Wenige Tage vor dem Prozess um die Ermordung von Generalbundesanwalt Siegfried Buback im Jahr 1977 haben ehemalige RAF-Terroristen in Interviews ausgesagt, dass die Angeklagte Verena Becker nicht auf Buback geschossen habe. Dies berichtet Spiegel Online . Silke Maier-Witt und Peter-Jürgen Boock hätten in Interviews mit Spiegel TV übereinstimmend gesagt, dass der ehemalige RAF-Terrorist Stefan Wisniewski Buback von einem Motorrad aus erschossen habe. Maier-Witt allerdings dementierte nach einem Bericht der Tageszeitung Die Welt diese Angaben.

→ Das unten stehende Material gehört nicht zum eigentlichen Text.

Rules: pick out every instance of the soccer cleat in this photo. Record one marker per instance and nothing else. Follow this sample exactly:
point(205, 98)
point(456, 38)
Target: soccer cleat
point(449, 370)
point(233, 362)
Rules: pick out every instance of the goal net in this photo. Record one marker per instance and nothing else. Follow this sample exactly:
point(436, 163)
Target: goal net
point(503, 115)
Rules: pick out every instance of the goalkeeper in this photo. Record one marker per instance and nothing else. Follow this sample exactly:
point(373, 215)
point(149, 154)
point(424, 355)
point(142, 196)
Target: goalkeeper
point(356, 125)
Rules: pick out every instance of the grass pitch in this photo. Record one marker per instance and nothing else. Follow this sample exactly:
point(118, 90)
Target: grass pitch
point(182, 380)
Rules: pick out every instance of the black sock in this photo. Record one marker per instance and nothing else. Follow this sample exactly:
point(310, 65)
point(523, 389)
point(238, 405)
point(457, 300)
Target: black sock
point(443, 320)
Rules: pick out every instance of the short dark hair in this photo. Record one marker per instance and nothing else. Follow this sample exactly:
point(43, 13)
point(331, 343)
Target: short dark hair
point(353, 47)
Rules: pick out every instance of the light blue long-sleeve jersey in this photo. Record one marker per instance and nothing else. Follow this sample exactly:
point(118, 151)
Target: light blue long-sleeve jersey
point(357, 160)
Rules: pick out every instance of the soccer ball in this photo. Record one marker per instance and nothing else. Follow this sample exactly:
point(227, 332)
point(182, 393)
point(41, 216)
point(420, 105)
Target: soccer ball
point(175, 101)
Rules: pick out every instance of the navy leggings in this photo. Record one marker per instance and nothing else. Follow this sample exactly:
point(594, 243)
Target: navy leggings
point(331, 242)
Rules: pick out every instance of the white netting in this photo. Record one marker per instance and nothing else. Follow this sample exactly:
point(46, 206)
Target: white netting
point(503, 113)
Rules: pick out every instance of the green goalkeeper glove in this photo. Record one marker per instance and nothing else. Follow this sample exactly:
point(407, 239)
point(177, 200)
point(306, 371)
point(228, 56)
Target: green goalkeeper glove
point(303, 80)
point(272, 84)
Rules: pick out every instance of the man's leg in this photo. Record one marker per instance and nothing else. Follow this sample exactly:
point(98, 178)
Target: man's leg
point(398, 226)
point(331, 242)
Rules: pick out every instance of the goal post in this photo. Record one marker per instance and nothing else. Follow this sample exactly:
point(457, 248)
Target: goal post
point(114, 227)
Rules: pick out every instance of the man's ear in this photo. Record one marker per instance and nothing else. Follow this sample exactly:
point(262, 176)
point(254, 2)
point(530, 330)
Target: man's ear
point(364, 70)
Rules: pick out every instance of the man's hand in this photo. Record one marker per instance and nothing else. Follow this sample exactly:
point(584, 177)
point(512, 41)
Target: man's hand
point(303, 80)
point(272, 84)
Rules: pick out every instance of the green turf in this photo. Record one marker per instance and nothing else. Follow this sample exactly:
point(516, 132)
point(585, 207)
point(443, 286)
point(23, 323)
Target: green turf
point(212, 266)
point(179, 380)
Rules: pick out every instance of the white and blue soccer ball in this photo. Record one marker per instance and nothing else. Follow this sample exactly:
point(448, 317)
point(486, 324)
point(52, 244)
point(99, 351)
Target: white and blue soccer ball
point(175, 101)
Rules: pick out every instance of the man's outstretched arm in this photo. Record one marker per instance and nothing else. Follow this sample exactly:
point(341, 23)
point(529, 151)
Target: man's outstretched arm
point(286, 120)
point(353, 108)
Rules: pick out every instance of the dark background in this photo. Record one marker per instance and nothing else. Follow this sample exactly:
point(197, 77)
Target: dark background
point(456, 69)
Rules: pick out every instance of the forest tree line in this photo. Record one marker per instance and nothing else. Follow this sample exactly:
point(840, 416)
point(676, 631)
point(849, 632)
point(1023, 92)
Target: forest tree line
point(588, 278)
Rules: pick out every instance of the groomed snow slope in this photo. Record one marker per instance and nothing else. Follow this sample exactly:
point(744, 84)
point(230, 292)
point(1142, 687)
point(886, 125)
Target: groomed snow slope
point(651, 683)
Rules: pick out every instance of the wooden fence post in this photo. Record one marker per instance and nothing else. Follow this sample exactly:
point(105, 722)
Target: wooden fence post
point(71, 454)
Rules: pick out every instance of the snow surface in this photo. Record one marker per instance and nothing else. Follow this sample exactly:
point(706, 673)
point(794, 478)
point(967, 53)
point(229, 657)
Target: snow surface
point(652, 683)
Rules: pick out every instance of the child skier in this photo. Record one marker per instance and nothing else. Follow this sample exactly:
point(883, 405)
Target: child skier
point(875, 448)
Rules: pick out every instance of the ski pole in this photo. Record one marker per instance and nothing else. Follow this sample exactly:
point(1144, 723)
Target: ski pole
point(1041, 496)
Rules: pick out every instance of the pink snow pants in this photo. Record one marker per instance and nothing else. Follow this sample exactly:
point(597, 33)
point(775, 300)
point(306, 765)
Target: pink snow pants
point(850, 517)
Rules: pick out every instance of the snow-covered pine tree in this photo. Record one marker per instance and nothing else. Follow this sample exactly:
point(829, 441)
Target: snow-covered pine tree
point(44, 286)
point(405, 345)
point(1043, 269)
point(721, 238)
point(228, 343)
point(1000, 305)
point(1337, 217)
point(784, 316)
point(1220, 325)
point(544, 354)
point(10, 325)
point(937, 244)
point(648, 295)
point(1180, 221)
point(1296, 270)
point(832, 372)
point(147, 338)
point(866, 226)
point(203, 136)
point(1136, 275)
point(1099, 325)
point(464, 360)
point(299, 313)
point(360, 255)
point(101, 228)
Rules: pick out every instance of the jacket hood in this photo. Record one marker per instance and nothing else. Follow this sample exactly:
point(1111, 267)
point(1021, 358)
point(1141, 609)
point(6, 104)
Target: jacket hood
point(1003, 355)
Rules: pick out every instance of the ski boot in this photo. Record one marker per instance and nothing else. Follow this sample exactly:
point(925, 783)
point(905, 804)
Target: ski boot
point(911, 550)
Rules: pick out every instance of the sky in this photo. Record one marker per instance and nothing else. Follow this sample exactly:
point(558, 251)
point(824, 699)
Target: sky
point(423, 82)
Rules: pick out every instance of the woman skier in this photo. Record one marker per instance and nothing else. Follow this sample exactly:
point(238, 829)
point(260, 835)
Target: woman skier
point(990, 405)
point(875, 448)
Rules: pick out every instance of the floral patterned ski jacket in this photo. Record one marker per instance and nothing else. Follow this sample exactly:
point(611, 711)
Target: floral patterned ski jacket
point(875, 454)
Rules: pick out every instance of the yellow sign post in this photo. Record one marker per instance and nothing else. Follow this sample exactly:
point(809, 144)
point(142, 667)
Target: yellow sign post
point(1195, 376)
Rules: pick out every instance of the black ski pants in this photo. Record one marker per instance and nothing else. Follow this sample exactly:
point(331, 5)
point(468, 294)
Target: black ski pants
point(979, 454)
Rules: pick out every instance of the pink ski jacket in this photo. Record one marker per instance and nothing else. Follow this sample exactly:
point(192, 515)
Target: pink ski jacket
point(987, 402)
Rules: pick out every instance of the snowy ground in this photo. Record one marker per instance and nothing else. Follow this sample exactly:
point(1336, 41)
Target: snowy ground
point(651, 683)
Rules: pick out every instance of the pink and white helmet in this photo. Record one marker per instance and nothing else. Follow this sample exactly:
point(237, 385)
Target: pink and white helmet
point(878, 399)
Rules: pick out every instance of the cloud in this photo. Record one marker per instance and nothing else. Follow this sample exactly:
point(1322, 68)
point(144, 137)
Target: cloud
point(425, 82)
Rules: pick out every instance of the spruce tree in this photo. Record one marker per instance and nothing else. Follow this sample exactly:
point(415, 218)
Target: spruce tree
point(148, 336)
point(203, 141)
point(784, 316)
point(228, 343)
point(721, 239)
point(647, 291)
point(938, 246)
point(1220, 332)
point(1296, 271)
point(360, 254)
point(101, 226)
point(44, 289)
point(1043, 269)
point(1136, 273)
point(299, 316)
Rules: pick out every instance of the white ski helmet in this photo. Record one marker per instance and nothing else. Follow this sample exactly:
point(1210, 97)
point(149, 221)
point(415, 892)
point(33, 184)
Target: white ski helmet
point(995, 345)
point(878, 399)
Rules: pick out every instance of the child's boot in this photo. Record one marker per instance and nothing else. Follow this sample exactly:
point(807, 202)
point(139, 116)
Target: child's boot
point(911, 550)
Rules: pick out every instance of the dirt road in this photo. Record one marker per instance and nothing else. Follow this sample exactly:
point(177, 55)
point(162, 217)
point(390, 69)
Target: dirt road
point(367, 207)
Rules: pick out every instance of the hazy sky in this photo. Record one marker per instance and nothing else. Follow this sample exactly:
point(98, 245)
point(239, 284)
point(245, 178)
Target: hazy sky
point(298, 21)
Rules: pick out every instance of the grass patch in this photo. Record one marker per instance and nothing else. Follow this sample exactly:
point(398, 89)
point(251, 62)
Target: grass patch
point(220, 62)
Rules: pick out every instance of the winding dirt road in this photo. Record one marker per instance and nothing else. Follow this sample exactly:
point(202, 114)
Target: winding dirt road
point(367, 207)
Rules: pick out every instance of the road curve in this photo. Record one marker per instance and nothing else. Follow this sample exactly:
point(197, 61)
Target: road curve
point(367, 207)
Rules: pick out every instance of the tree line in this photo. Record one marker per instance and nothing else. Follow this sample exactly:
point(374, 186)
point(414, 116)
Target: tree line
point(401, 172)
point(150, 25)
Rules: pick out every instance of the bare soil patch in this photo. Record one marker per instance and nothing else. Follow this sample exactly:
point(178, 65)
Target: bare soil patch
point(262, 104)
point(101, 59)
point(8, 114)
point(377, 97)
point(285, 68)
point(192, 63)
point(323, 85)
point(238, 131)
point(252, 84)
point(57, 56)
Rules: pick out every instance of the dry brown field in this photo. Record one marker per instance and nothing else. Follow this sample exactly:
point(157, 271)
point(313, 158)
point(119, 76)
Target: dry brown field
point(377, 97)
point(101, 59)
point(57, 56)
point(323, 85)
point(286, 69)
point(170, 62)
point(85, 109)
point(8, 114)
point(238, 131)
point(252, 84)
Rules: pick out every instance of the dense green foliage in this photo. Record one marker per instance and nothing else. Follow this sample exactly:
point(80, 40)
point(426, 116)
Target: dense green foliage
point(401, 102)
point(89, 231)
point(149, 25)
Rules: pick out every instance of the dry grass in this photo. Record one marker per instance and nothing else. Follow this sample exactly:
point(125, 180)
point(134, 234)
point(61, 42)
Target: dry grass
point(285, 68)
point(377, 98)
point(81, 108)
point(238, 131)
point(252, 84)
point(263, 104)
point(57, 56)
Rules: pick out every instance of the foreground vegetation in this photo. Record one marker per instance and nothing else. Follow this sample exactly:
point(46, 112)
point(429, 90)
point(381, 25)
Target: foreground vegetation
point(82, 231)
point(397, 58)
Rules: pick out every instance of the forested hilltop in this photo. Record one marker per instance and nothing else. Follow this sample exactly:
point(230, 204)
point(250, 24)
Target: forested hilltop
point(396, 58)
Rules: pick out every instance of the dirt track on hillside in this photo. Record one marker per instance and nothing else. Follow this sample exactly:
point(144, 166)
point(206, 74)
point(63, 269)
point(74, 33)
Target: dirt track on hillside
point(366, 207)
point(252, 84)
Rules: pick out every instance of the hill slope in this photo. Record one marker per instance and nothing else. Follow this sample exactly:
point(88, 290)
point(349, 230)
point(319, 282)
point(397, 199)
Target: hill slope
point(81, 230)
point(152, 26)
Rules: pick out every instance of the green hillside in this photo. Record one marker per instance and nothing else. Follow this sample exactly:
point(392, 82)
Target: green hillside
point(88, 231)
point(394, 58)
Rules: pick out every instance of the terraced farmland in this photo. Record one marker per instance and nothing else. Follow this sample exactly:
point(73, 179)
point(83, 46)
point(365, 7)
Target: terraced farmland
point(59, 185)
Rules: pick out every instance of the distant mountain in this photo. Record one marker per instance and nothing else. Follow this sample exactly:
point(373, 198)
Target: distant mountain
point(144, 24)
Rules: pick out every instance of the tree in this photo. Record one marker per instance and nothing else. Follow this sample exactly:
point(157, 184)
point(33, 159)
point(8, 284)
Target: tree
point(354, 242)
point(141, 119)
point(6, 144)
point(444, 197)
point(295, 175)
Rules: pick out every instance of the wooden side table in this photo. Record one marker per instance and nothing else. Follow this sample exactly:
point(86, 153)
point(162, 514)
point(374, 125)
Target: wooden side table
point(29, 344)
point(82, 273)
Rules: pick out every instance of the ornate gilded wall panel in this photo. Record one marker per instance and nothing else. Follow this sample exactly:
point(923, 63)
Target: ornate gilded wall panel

Sie habe nur eine Vermutung, wisse jedoch nicht, wer die Täter seien. Von diesem Donnerstag an muss sich Verena Becker vor dem Oberlandesgericht Stuttgart als mutmaßliche Mittäterin des Mordanschlags gegen Buback aus dem Jahr 1977 verantworten. Auch auch Becker hatte im Jahr 1981 bei Vernehmungen durch das Bundesamt für Verfassungsschutz Wisniewski als Schützen genannt. Mit ihren umfangreichen Aussagen habe sie ihre Begnadigung erreicht, sagte eine Quelle aus Sicherheitskreisen.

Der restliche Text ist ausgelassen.